Last summer, after an inexplicably unrecognized multi-year gestation, the carnivorous nature of this new technology become clear.
Investors in common stocks of companies thought to lead in AI implementation, distribution and application still soar high above, while investors in software and payments names are still writhing at ground zero, some still blinded and others just gone mad as the losses burrow deeper and deeper.
Some months back I began to understand there was more to it than “the LLM ate my baby.” I had an idea to help as many of these investors as I could.
Welcome to office software triage. It begins with understanding.
Technical forces started brewing as software debt started to underperform, with yields first dipping to par, and then opening up a yawning gap, a widening discount to par.

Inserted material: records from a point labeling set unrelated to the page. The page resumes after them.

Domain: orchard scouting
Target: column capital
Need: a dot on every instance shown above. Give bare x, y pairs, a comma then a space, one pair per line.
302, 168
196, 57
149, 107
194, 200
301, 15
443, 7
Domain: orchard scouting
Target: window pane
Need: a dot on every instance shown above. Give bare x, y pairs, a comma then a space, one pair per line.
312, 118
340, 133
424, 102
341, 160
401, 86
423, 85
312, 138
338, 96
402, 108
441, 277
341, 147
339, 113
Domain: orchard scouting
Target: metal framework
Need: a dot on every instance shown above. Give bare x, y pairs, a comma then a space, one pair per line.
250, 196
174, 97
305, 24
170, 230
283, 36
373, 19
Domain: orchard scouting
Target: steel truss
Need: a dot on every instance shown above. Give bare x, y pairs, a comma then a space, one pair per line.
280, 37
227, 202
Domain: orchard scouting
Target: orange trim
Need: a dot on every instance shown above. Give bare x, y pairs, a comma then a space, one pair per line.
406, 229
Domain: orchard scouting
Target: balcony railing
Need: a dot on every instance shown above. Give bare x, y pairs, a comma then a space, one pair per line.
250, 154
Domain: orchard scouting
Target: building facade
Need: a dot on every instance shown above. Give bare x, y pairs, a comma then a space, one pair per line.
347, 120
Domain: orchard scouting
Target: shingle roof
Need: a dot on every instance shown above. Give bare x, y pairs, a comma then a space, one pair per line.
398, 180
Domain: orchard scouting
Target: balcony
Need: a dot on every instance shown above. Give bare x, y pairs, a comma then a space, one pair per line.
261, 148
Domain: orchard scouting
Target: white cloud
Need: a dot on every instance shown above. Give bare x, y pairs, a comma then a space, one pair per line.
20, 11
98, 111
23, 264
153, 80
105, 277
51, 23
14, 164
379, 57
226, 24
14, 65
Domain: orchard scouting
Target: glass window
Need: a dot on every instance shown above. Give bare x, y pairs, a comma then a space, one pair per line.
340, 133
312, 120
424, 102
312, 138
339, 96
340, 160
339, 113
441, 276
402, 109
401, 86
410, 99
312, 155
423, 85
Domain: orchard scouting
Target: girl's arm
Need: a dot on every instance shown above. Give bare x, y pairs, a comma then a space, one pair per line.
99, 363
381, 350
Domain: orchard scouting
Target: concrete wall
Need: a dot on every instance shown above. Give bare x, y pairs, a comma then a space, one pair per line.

Oracle may have seemed the first public victim in software, as its credit default swap (CDS) insurance prices skyrocketed.
But Oracle’s CDS spreads had been widening on Oracle’s foolhardy quest into hardware.
The carnage was actually away from public markets – bankruptcy filings surged among private software and IT companies during the third quarter of 2025.
Public market investors – all of us common stock investors – did not see the same picture in the stock market. Virtually no public companies have gone bankrupt, and certainly not in software.
Nevertheless, the second half of 2025 saw a dramatic simultaneous collapse in a set of former stock market darlings – the software/SaaS companies that had for years traded royally at 25x, 30x, 35x sales.
The collapse was not entirely fundamental.